I kicked and chewed my way out, rappelled down moms leg on my umbilical- tied it off to properly secure it- then grabbed a Dozer and went to work!

Lmao- sorry, I couldn't resist!


----------



## Guest (Aug 3, 2012)

SMARTASS! LOL.:laughing:


----------



## Guest (Aug 3, 2012)

Booyah!


----------



## Guest (Aug 3, 2012)

Thanks man, trying to keep all this light you know.:whistling. Just trying to figure it out!


----------



## Guest (Aug 3, 2012)

You'll get it.

Find your niche and get really good at it!

Soon- you'll be able to school the noobs.

You'll find a lot of good help here- I lurked for quite awhile before joining. 

Some of the guys (and ladies) on here can come off gruff and grumpy- but they know what they are talking about- and speak from experience. 

Even if they sound a bit gruff- they are trying to help. 


(I found my niche. I EXCEL at being a smartass!):laughing:


----------



## Guest (Aug 3, 2012)

Hey Cruz, appreciate that. I wont quite! Can't, too far in now. But I look forward to the journey and challenge! Thanks again.:thumbup:


----------



## Guest (Aug 3, 2012)

Ramark said:


> I thank you again sir. Do you know of anyone who would be willing to take on sub? I am trying to make a living out here and have to start from somewhere! Don't we all come out the womb crawling and crying?


Hey there Ramark. Please know I have not meant to try to scare you off. 

So how about a few questions. What is your background (I don't need your astrological sign or anything)? What experience in the field do you already have if any? What market did you move from to get to Vegas? What kind of equipment do you already own?
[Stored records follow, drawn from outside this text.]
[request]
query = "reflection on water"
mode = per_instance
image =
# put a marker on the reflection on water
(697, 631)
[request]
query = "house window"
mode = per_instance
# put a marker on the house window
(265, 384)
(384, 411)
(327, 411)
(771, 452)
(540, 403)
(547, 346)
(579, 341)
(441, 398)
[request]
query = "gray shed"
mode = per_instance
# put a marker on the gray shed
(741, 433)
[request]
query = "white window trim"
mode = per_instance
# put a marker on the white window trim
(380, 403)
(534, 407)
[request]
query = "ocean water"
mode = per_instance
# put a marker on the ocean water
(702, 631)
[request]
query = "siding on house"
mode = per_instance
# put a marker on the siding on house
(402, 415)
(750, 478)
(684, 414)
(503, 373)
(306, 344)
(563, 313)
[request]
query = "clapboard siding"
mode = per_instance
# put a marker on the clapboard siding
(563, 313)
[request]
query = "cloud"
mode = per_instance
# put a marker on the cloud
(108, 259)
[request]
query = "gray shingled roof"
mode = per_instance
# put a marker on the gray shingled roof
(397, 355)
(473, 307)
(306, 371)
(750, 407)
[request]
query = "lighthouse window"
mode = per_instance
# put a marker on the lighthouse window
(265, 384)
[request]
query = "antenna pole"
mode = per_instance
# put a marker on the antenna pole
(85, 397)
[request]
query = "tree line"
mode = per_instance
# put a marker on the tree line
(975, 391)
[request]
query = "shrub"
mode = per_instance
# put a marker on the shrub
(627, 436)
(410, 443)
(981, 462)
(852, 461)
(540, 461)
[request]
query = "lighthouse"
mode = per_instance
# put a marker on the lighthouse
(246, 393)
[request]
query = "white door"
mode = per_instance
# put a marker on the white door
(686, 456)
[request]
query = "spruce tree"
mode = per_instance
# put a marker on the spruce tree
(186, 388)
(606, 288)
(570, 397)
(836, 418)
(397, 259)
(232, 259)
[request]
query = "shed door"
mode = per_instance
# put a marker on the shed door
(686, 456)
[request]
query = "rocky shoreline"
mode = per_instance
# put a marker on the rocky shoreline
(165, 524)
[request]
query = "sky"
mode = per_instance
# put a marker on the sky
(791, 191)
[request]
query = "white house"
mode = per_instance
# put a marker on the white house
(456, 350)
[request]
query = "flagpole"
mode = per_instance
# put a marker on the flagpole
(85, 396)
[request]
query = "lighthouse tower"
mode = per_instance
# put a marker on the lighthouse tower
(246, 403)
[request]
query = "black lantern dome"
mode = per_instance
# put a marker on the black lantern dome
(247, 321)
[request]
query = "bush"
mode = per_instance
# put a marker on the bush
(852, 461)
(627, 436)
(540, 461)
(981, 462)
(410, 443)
If nothing else I can tell you who to NOT work with in Vegas.


----------



## Guest (Aug 3, 2012)

The short. Journalism / Photography. I hold a B.A. in both. Experience: I have a friend who does PP and introduced me to this field. I have a truck, generator (7000), ohms meter, circuit tester, air compressor, 6ft ladder, power drill set, tool box (the reg's), Fuji Digital, 17" laptop, mobile hot spot and a lot of desire over here! I'm ready to go.:boxing:


----------



## Guest (Aug 3, 2012)

NAMFS. Look there for a contractor.


----------



## Guest (Aug 4, 2012)

You wouldnt happen to know any in my area do you? If not how does one go about looking for a contractor?


----------



## Guest (Aug 4, 2012)

Ah, just caught that Long day! Thank you .:thumbsup:


----------